Paper No. 188-2
Presentation Time: 8:30 AM
THE CROOKED RIVER PROJECT: FEDERAL-UNIVERSITY COLLABORATION IN PURSUIT OF AN INTEGRATED UNDERSTANDING OF PALEOECOLOGY, TECTONIC HISTORY, AND CRITICAL PALEONTOLOGICAL RESOURCES
Federal land managed by the Bureau of Land Management, the Forest Service, and the National Park Service protects many important paleontological resources. However, the majority of the researchers with the expertise to collect, study, and curate those fossils work for universities and academic museums. Hence, collaborations among land managers, researchers, and museums are essential to protecting fossil resources. Such a collaboration has been particularly effective in Oregon, where the Bureau of Land Management, the National Park Service, private landowners and the University of Oregon have come together to pursue the study of the abundant terrestrial vertebrate record of Central Oregon. In recent years, many of our collecting efforts have focused in the Crooked River Basin, in an area of abundant fossils but with limited collecting history. The South Fork of the Crooked River exposes terrestrial sediments from Eocene to late Miocene age, similar to those that occur in the John Day Basin to the north. While the collecting history in the Crooked River Basin extends back more than 100 years, the fossils in this region remain understudied, and recent efforts by BLM and University of Oregon crews have uncovered a number of new sites that are changing our understanding of the area’s environmental history. By involving geology field camp students in the research, the University of Oregon has provided the manpower to effectively survey and collect fossils over a wide area, as well as the expertise to describe and characterize both the fossils and the complex geology in which they occur. Several enthusiastic landowners have provided logistical support and access to deposits where the outcrop on private land. Our work over the last 5 years has shown the area to be a heterogeneous environment, producing a diverse fossil record that adds substantially to our knowledge of the Oregon Oligo-Miocene.

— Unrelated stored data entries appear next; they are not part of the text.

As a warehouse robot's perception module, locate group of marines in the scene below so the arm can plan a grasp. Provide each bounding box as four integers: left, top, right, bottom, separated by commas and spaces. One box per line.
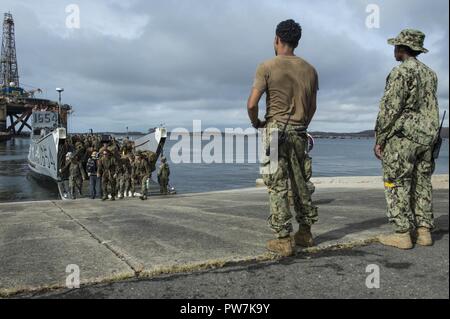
60, 134, 170, 200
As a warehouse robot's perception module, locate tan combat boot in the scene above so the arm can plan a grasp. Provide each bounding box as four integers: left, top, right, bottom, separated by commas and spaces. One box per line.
378, 232, 413, 250
416, 227, 433, 246
294, 225, 314, 247
267, 237, 295, 257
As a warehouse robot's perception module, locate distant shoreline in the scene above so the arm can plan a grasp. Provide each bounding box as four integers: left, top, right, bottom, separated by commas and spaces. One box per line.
12, 127, 449, 140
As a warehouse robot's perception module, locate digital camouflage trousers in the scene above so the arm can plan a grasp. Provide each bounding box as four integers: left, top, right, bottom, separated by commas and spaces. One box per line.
262, 122, 318, 238
383, 136, 435, 233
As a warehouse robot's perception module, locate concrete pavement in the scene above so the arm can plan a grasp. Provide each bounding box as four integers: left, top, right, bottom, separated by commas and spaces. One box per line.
0, 175, 448, 297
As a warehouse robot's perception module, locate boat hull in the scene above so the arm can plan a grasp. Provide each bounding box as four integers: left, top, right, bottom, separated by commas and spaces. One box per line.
28, 128, 66, 182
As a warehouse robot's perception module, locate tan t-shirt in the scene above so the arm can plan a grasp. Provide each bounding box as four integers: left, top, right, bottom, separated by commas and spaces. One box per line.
253, 56, 319, 127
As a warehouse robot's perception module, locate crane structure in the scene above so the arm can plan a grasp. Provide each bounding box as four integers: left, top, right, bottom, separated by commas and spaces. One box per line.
0, 13, 20, 88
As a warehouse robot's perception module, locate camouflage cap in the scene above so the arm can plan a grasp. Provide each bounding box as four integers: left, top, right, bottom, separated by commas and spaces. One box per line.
388, 29, 428, 53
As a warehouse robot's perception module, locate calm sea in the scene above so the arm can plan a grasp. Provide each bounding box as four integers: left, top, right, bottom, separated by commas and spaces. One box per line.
0, 138, 449, 202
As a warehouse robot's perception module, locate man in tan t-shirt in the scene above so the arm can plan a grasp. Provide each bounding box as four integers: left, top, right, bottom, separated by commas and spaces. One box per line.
247, 20, 319, 256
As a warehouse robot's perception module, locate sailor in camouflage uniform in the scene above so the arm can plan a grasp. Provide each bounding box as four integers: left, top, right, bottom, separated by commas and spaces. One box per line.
375, 29, 439, 249
97, 149, 119, 200
60, 153, 87, 199
247, 20, 319, 256
119, 156, 132, 198
131, 152, 151, 200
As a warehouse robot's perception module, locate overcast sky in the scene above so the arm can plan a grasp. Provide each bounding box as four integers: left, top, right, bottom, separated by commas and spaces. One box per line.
0, 0, 449, 132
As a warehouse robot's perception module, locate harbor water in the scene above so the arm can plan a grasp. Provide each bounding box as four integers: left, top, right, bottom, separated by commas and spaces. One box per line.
0, 138, 449, 202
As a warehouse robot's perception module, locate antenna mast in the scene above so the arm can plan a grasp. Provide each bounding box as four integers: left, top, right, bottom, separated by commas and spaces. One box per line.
0, 13, 20, 87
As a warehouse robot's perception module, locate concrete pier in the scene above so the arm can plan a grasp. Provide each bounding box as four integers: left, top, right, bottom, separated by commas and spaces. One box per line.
0, 175, 449, 297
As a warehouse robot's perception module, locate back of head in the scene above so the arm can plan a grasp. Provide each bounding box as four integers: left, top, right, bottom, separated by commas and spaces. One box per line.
276, 19, 302, 49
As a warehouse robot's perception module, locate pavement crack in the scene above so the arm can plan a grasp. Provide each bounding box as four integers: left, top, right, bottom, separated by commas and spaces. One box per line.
52, 201, 143, 277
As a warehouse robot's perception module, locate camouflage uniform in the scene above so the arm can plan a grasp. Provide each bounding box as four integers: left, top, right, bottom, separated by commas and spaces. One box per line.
98, 154, 119, 199
158, 161, 170, 195
375, 30, 439, 233
262, 122, 318, 238
119, 156, 132, 198
132, 155, 151, 197
62, 157, 87, 199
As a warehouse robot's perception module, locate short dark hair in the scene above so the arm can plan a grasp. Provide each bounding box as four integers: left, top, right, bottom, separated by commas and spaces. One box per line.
276, 19, 302, 49
398, 45, 422, 57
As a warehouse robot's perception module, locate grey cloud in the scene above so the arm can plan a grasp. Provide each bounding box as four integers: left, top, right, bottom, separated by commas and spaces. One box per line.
0, 0, 449, 131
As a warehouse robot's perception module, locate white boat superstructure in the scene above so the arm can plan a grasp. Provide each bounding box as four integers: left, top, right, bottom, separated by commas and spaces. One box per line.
28, 111, 67, 182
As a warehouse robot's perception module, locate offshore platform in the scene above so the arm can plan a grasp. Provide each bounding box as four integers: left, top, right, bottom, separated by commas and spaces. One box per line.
0, 13, 70, 142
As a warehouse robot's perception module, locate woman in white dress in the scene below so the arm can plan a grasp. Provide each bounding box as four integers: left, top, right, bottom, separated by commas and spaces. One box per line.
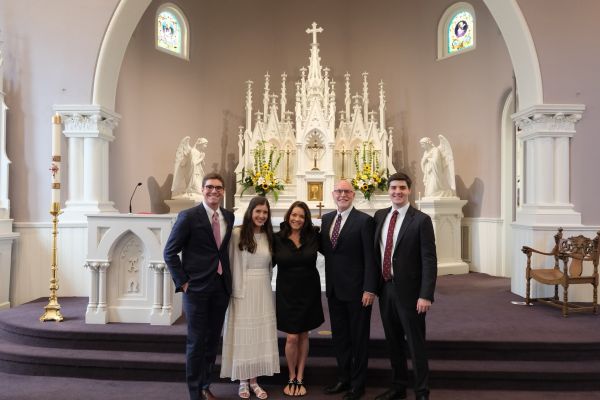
221, 197, 279, 400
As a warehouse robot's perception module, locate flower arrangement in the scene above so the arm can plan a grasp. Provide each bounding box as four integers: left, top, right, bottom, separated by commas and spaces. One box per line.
239, 141, 283, 201
352, 141, 387, 200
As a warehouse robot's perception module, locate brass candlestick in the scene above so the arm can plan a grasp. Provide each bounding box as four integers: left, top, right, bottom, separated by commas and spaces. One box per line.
40, 202, 64, 322
340, 147, 350, 180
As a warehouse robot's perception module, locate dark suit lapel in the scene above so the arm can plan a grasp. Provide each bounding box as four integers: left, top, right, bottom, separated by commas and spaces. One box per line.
394, 206, 415, 251
219, 207, 234, 250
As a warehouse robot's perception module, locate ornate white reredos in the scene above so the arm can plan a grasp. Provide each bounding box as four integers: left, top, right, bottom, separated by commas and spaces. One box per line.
234, 22, 396, 216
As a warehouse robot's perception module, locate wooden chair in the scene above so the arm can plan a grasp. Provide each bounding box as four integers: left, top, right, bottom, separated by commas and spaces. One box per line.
521, 228, 600, 317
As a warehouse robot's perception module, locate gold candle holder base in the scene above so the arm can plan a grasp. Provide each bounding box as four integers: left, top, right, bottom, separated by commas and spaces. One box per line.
40, 297, 64, 322
40, 202, 64, 322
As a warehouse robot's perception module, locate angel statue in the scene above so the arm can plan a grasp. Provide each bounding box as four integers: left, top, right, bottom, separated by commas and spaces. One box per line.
171, 136, 208, 201
419, 135, 456, 197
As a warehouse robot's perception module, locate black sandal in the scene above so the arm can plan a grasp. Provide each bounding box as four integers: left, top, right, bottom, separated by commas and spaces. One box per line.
294, 379, 307, 397
283, 378, 297, 397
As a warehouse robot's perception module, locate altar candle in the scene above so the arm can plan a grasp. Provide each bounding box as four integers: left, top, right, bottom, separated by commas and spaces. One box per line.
52, 114, 62, 159
50, 114, 62, 203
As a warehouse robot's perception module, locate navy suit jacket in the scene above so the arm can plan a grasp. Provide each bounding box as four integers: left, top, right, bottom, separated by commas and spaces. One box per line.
319, 208, 379, 301
375, 206, 437, 307
163, 203, 235, 294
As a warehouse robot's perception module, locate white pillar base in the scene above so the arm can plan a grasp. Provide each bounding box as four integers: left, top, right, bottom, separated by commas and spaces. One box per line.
516, 204, 581, 228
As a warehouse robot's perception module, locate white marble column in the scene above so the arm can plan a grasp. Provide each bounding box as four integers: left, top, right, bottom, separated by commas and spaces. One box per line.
509, 104, 585, 298
84, 261, 110, 324
0, 50, 19, 310
54, 105, 121, 222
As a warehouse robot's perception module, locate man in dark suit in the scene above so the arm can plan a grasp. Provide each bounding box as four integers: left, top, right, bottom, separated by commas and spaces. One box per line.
164, 173, 234, 400
375, 173, 437, 400
320, 181, 379, 400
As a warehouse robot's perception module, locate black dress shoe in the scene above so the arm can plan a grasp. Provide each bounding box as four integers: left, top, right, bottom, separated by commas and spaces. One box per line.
343, 389, 365, 400
375, 388, 406, 400
323, 382, 350, 394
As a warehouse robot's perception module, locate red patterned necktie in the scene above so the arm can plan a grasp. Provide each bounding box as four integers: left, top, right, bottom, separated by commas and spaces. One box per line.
382, 210, 398, 282
211, 211, 223, 275
331, 214, 342, 249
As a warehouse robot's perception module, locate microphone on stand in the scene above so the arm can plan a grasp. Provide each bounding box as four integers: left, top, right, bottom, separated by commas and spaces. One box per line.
129, 182, 142, 214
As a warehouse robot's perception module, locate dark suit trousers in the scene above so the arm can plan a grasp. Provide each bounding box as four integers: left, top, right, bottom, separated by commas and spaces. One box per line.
327, 294, 372, 390
379, 281, 429, 395
183, 276, 229, 400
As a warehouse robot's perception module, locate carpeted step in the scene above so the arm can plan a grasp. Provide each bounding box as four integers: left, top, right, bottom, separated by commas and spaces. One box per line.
0, 342, 600, 390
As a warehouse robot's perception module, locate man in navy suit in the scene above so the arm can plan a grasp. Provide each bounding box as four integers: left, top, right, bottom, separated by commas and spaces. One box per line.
320, 180, 379, 400
164, 173, 234, 400
375, 173, 437, 400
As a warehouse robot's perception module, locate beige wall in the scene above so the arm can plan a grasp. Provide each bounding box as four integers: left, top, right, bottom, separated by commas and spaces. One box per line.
519, 0, 600, 225
115, 0, 512, 217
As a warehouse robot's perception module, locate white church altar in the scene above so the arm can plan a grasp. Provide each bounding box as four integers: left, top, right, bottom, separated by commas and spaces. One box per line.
234, 22, 396, 216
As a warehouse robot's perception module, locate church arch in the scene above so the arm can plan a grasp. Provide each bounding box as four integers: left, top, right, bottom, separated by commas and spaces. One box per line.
92, 0, 543, 110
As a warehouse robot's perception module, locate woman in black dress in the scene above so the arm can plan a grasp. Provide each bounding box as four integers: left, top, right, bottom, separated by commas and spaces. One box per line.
273, 201, 325, 396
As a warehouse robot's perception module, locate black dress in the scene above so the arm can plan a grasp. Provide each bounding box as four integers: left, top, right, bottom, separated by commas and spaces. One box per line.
273, 232, 325, 333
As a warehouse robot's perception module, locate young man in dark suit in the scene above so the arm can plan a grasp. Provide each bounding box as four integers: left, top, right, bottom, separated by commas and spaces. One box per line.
320, 180, 379, 400
375, 173, 437, 400
164, 173, 234, 400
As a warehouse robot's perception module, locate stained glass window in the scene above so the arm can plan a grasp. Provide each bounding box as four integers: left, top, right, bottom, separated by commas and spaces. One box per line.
437, 1, 477, 60
448, 11, 474, 54
156, 11, 182, 54
154, 3, 189, 60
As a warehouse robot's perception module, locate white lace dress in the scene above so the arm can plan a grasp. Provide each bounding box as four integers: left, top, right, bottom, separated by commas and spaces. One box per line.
221, 229, 279, 380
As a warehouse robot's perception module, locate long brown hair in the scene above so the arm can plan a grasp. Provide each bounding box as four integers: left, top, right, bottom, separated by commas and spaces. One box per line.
238, 196, 273, 253
280, 201, 315, 243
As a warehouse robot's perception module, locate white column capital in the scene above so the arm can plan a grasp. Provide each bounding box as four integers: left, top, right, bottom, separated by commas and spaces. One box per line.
54, 104, 121, 142
512, 104, 585, 140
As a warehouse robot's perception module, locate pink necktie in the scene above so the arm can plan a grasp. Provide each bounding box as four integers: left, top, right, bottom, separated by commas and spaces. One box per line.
212, 211, 223, 275
382, 210, 398, 281
331, 214, 342, 249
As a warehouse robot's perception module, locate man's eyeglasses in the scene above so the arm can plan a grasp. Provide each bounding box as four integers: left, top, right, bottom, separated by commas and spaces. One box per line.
333, 189, 354, 194
204, 185, 225, 192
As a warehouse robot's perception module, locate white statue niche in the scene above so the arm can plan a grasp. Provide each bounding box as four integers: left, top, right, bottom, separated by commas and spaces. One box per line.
419, 135, 456, 198
417, 135, 469, 275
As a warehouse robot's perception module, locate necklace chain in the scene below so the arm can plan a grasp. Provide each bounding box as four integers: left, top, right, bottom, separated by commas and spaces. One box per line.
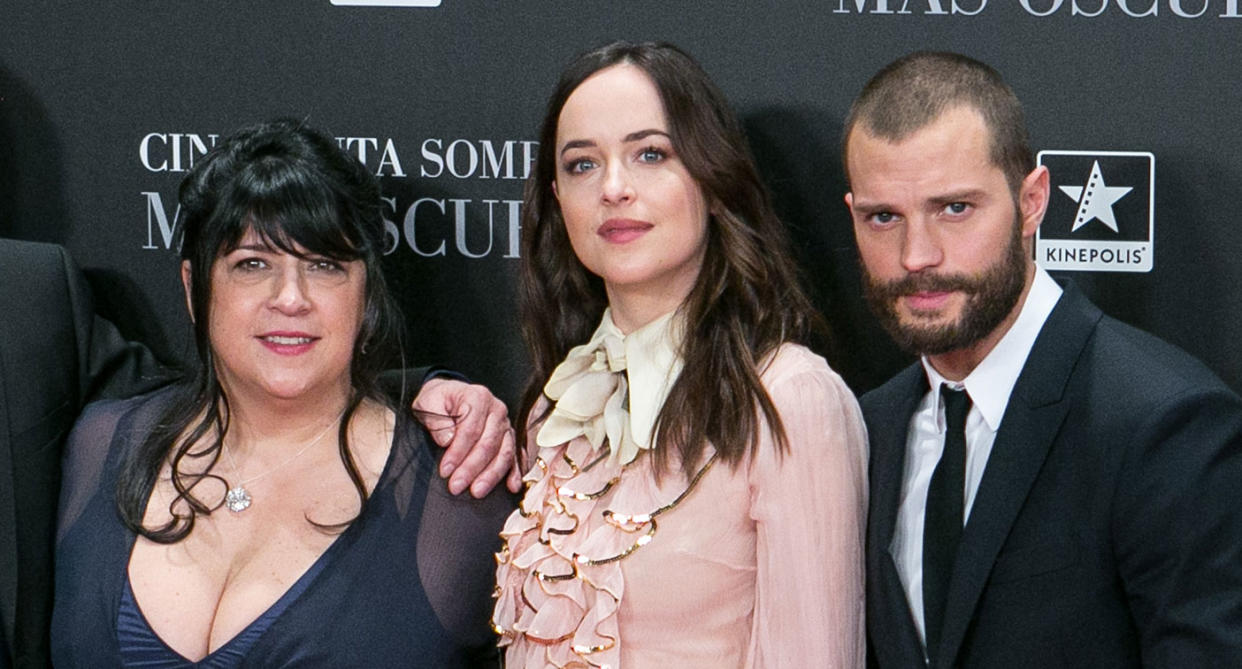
220, 413, 345, 514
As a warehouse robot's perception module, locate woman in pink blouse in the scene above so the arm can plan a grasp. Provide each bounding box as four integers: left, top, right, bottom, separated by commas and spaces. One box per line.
493, 42, 867, 669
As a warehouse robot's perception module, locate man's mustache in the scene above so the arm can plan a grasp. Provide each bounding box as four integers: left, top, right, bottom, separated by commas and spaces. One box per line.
868, 273, 977, 299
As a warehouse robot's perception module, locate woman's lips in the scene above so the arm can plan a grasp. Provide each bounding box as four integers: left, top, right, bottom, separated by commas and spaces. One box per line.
595, 218, 655, 243
257, 333, 319, 355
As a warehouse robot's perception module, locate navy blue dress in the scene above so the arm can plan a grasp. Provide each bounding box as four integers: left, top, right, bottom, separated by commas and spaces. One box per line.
52, 390, 512, 669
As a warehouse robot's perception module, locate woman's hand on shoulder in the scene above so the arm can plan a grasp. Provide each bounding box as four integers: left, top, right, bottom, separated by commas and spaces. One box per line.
411, 377, 522, 498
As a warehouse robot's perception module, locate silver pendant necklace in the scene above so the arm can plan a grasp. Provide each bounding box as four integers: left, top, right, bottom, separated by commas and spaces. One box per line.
220, 413, 344, 514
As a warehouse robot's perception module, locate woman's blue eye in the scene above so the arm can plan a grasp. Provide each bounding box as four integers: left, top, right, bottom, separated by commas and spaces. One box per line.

In support of this project, the BLM has provided permits, data, and funding for dating and for curation. The John Day Fossil Beds National Monument has also proved an important collaborator, given their work in correlative sediments. The integration of the Crooked River section into our understanding of Oregon’s geologic history is a great example of effective collaboration among federal land managers, researchers, and public museums.